Although the conditions used here exceeded the ssO versus DSB ratio that may be expected in cells, they have helped to reveal unanticipated ssO properties as potential DSB repair regulators. Interestingly, end resection activity associated with MRE11 at DSBs has been shown to produce short oligonucleotides able to boost ATM activation (5). It is conceivable that in some instances, these short oligonucleotides locally contribute to modulate the balance between Ku-independent end-joining and dominant Ku-dependent repair that only allows very limited resection (57). For example, this may be particularly relevant for the repair of some complex breaks, such as breaks with blocked DNA ends that particularly rely on resection (58–61); at these breaks sites, local ss oligonucleotides production associated with resection could favor A-EJ at the expense of C-NHEJ and Ku diversion may thus prevent abortive attempts of C-NHEJ. Suppression of Ku binding to DNA ends is also required in situations such as repair and restart at stalled DNA replication forks during S-phase (62). Interestingly, a role for A-EJ has been proposed in the repair of one-ended DSBs following hydroxyurea-mediated replication fork arrest (37); so it is possible that ss oligonucleotides produced following MRE11-dependent resection also contribute to DSBs repair at arrested forks through inhibition of Ku binding.

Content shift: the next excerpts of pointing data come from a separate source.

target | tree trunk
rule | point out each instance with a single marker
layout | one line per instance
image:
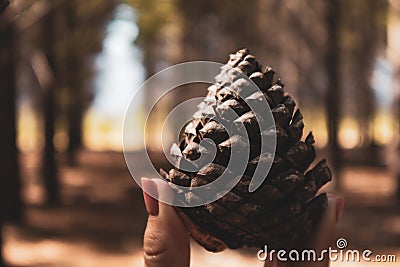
(10, 201)
(74, 84)
(49, 165)
(332, 62)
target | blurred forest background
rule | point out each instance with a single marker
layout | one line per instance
(68, 69)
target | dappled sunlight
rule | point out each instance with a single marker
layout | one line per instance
(349, 134)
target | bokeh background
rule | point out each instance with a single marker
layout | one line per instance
(68, 69)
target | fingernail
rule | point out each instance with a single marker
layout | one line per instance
(339, 207)
(150, 194)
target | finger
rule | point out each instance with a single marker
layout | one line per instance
(166, 240)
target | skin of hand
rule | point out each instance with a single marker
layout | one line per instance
(166, 239)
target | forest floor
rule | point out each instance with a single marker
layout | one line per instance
(101, 218)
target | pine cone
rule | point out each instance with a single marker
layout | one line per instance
(285, 208)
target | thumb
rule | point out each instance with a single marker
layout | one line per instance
(166, 239)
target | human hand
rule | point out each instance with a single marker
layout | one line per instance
(166, 239)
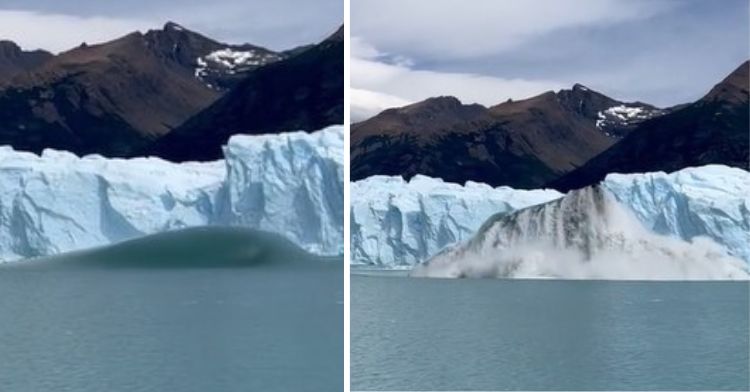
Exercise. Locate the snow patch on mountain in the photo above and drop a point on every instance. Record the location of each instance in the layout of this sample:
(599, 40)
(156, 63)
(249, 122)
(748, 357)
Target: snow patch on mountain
(289, 183)
(624, 116)
(231, 61)
(588, 234)
(397, 223)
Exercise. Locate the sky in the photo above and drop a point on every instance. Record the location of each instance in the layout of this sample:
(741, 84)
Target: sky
(663, 52)
(57, 25)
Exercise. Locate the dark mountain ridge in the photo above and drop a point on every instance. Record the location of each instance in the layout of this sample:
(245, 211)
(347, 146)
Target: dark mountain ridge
(117, 97)
(523, 143)
(712, 130)
(302, 92)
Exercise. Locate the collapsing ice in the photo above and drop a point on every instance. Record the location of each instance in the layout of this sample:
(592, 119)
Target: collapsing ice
(587, 234)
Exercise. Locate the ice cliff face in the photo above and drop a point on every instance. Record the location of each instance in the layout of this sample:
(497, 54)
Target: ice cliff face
(589, 234)
(287, 183)
(395, 223)
(292, 184)
(711, 201)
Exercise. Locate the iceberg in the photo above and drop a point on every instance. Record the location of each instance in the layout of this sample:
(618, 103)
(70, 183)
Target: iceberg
(290, 184)
(397, 223)
(637, 227)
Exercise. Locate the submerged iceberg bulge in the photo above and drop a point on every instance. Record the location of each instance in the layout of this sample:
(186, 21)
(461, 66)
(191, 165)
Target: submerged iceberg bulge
(588, 234)
(290, 183)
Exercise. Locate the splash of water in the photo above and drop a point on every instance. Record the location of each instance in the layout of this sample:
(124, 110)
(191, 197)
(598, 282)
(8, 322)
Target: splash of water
(585, 235)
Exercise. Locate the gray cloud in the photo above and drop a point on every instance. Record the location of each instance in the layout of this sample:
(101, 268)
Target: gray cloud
(659, 51)
(278, 24)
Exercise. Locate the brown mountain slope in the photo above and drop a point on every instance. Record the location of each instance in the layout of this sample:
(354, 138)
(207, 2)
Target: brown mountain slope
(302, 92)
(713, 130)
(518, 143)
(112, 98)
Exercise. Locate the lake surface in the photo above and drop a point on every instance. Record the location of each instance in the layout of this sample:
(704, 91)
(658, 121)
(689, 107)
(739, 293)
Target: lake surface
(436, 334)
(185, 329)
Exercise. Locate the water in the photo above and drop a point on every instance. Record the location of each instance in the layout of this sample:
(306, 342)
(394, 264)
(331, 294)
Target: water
(269, 327)
(446, 334)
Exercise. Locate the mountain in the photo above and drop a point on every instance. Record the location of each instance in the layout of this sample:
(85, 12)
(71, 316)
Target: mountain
(14, 60)
(523, 144)
(116, 97)
(712, 130)
(302, 92)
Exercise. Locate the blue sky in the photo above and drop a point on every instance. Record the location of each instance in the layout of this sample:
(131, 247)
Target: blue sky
(663, 52)
(279, 24)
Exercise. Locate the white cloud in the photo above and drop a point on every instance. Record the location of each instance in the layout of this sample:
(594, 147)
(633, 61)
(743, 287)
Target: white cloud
(378, 85)
(57, 32)
(365, 103)
(461, 29)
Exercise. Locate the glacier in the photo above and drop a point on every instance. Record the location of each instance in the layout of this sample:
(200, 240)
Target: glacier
(397, 223)
(289, 183)
(709, 201)
(688, 225)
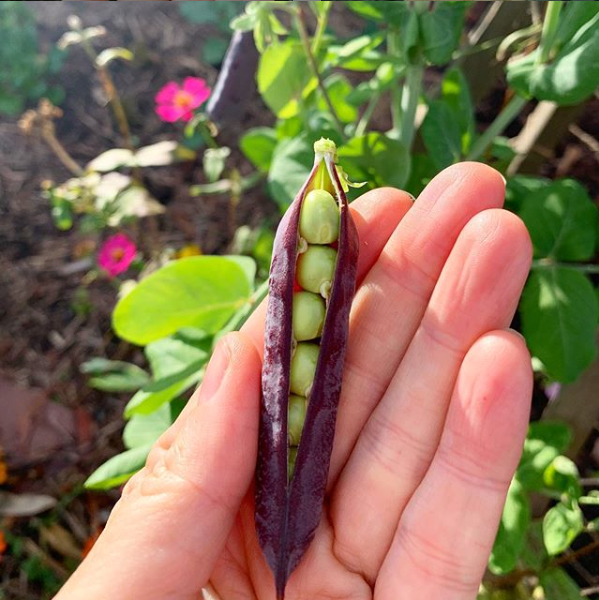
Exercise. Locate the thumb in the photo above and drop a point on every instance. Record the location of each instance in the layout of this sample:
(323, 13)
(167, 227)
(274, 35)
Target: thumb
(171, 524)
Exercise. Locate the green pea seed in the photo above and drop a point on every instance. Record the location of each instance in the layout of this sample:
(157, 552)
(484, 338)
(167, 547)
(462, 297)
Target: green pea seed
(291, 462)
(308, 316)
(316, 268)
(319, 219)
(296, 417)
(303, 367)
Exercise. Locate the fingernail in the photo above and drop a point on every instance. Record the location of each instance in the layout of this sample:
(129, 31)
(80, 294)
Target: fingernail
(215, 372)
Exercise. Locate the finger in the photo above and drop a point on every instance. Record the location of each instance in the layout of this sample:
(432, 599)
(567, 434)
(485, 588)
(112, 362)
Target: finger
(446, 534)
(376, 215)
(167, 531)
(390, 303)
(477, 292)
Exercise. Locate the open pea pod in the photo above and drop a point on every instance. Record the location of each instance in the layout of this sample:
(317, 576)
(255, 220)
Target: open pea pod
(291, 480)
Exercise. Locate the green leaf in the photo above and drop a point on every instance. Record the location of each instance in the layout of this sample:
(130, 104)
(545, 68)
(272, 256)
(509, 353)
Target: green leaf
(156, 155)
(163, 390)
(214, 162)
(562, 475)
(258, 145)
(455, 93)
(118, 469)
(520, 188)
(562, 221)
(113, 375)
(199, 291)
(174, 354)
(559, 320)
(376, 159)
(570, 77)
(291, 165)
(511, 535)
(561, 525)
(109, 54)
(393, 13)
(284, 78)
(144, 430)
(441, 134)
(111, 160)
(339, 88)
(544, 442)
(214, 50)
(557, 584)
(440, 30)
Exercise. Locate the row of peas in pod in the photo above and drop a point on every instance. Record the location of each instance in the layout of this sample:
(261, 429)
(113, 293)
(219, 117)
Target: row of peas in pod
(315, 269)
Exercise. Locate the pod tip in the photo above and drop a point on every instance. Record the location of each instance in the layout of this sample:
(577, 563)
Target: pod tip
(325, 146)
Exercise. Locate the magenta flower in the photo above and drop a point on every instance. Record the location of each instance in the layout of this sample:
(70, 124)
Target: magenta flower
(116, 254)
(175, 102)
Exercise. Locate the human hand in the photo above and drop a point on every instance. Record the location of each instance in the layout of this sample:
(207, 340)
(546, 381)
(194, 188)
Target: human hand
(433, 413)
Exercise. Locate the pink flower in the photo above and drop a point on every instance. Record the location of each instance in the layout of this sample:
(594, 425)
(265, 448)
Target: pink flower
(116, 254)
(175, 102)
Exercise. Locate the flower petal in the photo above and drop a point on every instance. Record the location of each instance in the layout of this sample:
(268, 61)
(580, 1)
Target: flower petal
(197, 88)
(169, 113)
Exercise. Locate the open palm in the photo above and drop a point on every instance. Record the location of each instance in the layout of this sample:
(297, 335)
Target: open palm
(432, 417)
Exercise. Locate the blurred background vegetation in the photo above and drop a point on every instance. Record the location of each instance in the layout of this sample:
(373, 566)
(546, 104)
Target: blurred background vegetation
(133, 153)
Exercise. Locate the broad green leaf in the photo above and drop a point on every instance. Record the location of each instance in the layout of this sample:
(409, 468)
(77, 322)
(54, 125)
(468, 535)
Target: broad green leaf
(144, 430)
(511, 535)
(569, 77)
(441, 134)
(561, 525)
(173, 354)
(520, 188)
(456, 94)
(118, 469)
(291, 165)
(562, 221)
(339, 88)
(544, 442)
(422, 171)
(110, 54)
(163, 390)
(376, 159)
(562, 475)
(440, 30)
(284, 78)
(113, 375)
(556, 583)
(258, 145)
(199, 291)
(559, 320)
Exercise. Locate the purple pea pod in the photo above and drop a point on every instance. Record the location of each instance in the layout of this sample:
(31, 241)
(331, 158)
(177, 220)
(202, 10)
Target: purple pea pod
(291, 480)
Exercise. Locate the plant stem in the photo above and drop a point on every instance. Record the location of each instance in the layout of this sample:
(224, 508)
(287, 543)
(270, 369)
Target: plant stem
(301, 26)
(112, 94)
(393, 49)
(409, 103)
(550, 24)
(65, 158)
(546, 263)
(503, 119)
(321, 26)
(366, 116)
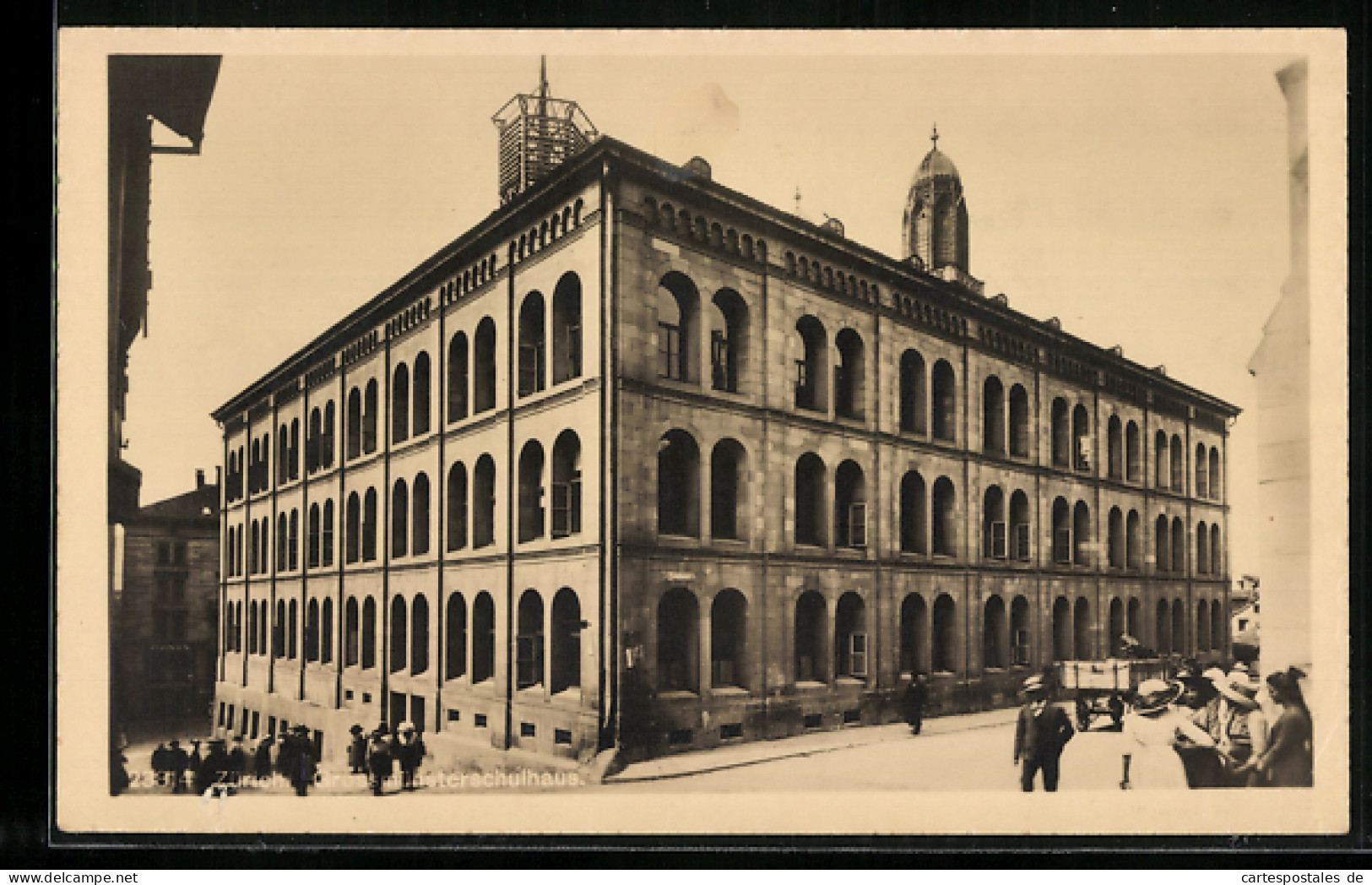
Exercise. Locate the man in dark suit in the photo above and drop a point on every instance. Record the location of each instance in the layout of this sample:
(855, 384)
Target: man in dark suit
(1040, 735)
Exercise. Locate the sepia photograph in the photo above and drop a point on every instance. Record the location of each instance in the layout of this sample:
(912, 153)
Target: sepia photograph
(696, 432)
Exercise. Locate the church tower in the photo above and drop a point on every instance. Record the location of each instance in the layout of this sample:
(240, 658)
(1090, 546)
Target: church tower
(935, 230)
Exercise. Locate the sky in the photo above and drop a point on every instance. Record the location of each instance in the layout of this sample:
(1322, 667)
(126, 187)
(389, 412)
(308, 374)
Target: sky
(1139, 198)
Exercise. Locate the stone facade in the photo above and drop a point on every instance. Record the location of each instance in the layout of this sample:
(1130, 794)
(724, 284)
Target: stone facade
(744, 490)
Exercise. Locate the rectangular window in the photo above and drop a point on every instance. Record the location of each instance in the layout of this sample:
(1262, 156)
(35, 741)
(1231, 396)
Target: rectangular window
(670, 351)
(996, 540)
(858, 524)
(858, 654)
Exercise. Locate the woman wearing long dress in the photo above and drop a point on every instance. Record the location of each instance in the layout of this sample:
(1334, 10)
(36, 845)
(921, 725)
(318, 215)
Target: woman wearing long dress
(1152, 730)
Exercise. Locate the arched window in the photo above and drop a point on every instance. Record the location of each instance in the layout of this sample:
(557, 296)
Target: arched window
(1021, 534)
(369, 526)
(1060, 434)
(327, 540)
(355, 423)
(995, 544)
(529, 641)
(457, 507)
(279, 630)
(351, 633)
(1134, 540)
(457, 377)
(1115, 627)
(1179, 546)
(483, 637)
(678, 485)
(678, 307)
(944, 634)
(312, 557)
(849, 382)
(399, 647)
(1082, 630)
(1020, 632)
(483, 366)
(454, 623)
(1082, 438)
(810, 500)
(994, 637)
(567, 328)
(914, 538)
(419, 636)
(369, 410)
(724, 481)
(1179, 465)
(531, 345)
(566, 643)
(420, 512)
(728, 333)
(811, 366)
(1060, 628)
(531, 491)
(312, 632)
(851, 637)
(944, 401)
(1134, 463)
(728, 632)
(567, 485)
(1018, 421)
(401, 404)
(1114, 448)
(811, 630)
(678, 641)
(914, 404)
(1060, 531)
(483, 502)
(421, 394)
(994, 416)
(849, 507)
(1114, 538)
(327, 633)
(1163, 545)
(944, 527)
(914, 627)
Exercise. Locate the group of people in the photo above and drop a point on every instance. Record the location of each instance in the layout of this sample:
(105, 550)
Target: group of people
(224, 766)
(1201, 729)
(377, 755)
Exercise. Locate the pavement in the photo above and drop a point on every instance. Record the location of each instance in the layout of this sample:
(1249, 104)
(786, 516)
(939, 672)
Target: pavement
(757, 752)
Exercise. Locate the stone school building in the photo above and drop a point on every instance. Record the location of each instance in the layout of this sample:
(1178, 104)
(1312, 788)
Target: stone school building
(640, 459)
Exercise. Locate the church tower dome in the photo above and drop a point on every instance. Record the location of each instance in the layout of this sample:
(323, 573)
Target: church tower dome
(935, 228)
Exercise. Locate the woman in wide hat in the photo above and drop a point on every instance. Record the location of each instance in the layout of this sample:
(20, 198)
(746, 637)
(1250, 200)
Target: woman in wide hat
(1152, 729)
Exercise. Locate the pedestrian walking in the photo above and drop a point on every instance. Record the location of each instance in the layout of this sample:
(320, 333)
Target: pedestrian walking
(409, 752)
(160, 763)
(1288, 757)
(1042, 731)
(917, 696)
(379, 763)
(177, 763)
(1152, 730)
(1244, 729)
(357, 751)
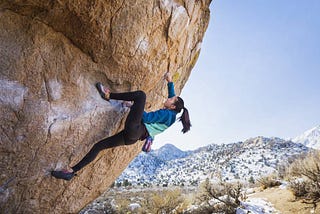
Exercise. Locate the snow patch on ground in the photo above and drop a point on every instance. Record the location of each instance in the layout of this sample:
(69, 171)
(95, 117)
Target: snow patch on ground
(256, 206)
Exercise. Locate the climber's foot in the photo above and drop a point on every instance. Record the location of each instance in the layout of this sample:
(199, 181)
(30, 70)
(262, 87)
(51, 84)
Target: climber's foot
(103, 91)
(63, 174)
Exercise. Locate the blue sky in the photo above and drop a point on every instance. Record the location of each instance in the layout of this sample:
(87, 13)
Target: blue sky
(258, 74)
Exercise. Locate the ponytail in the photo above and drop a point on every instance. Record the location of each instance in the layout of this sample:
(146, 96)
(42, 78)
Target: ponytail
(185, 120)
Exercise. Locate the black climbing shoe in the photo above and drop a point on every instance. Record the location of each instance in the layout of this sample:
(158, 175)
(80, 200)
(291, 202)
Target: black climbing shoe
(63, 175)
(104, 92)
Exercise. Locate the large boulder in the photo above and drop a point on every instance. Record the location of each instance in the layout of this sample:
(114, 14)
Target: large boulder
(51, 55)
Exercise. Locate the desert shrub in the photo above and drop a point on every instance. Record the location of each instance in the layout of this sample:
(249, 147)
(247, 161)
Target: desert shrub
(219, 198)
(304, 176)
(167, 201)
(269, 181)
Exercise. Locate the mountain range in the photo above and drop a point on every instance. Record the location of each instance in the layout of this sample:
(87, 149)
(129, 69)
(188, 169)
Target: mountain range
(245, 161)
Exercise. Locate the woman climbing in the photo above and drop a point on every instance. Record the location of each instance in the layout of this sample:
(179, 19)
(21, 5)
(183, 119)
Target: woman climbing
(139, 125)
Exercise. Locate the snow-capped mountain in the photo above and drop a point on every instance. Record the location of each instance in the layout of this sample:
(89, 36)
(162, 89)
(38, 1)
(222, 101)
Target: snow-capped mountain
(245, 161)
(310, 138)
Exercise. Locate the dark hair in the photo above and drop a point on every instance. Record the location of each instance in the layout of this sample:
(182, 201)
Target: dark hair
(179, 104)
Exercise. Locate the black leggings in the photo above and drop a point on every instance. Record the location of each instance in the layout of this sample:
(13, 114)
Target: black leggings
(134, 129)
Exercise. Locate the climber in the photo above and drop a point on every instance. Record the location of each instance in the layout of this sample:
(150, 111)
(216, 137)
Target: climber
(139, 125)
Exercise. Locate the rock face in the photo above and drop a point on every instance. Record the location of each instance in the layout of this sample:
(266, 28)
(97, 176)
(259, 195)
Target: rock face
(51, 55)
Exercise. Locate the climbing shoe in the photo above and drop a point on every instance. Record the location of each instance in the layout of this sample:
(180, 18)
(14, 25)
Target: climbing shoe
(104, 92)
(64, 174)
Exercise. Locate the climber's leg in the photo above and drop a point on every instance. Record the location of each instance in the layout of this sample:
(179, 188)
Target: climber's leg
(113, 141)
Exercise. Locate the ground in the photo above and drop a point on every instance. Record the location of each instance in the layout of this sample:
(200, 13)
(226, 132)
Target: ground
(283, 201)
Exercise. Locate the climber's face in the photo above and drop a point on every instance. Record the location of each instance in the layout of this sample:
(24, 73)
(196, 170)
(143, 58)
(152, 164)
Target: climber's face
(169, 103)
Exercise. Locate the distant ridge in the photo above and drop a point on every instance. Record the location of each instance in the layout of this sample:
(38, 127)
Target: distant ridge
(310, 138)
(244, 161)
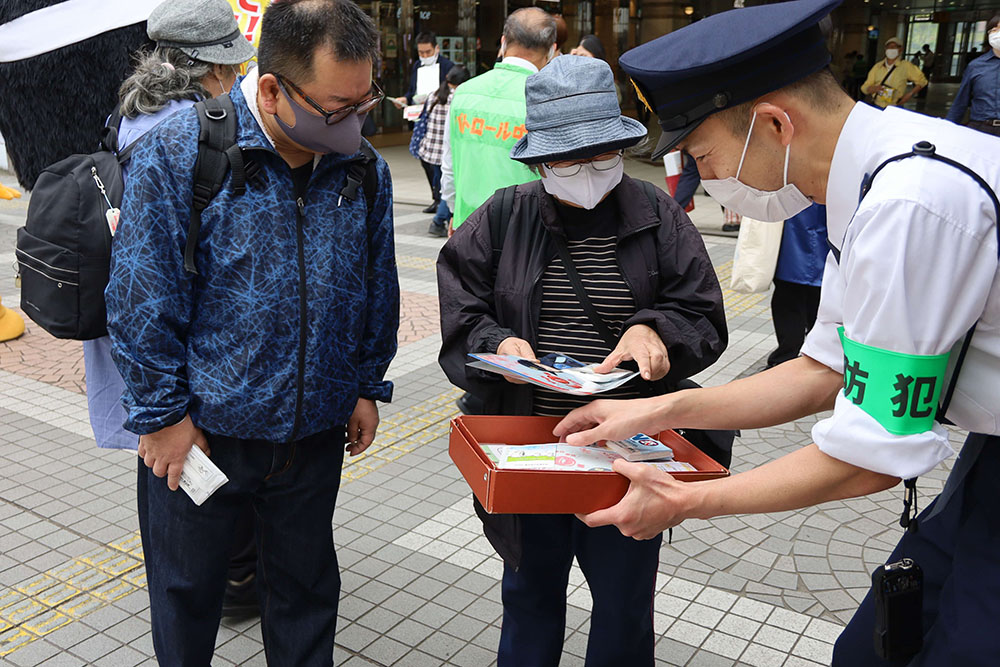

We and others have shown that PARP-1 inhibition in cells defective for C-NHEJ worsens defects in DSBs repair and survival following ionizing irradiation (28,49,63). In addition, it has been reported that after ionizing irradiation, PARP-1 dependent A-EJ preferentially mediates DSBs repair in some tumor cell lines that could be radio-sensitized through PARP-1 inhibition (64). Our present results reinforce previous evidence that Ku is the main factor that counteracts A-EJ (23,38). We thus speculate that the striking property of ssO as strong A-EJ stimulator that we report here establishes a rationale for the development of Ku-targeting approaches aimed at extending the use of PARP inhibitors to cancer cells beyond those defective in homologous recombination.

SUPPLEMENTARY DATA

Supplementary Data are available at NAR Online.

FUNDING

Ligue Nationale Contre le Cancer (Equipe labellisée 2013), Electricité de France (Programme Conseil de Radioprotection) (to P.C. laboratory); China Scholarship Council doctoral grant (to Y.Y.); Ligue Nationale Contre le Cancer post-doctoral grant (to S.B.); Région Midi-Pyrénées (CPER), Grand Toulouse community, Association pour la recherche contre le cancer (ARC Equipement No 8505), CNRS, EU through the FEDER program (to TRI Optical Imaging Platform at IPBS (Genotoul, Toulouse, France)); Cancer Research UK programme [C6/A11224], European Research Council, European Community Seventh Framework Programme [HEALTH-F2–2010-259893 (DDResponse)], CRUK [C6946/A14492], Wellcome Trust [WT092096] (to S.P.J laboratory); University of Cambridge, UK, supplemented by CRUK (for S.P.J. salary); INSERM (for P.C. salary). Funding for open access charge: University of Cambridge.

Conflict of interest statement. None declared.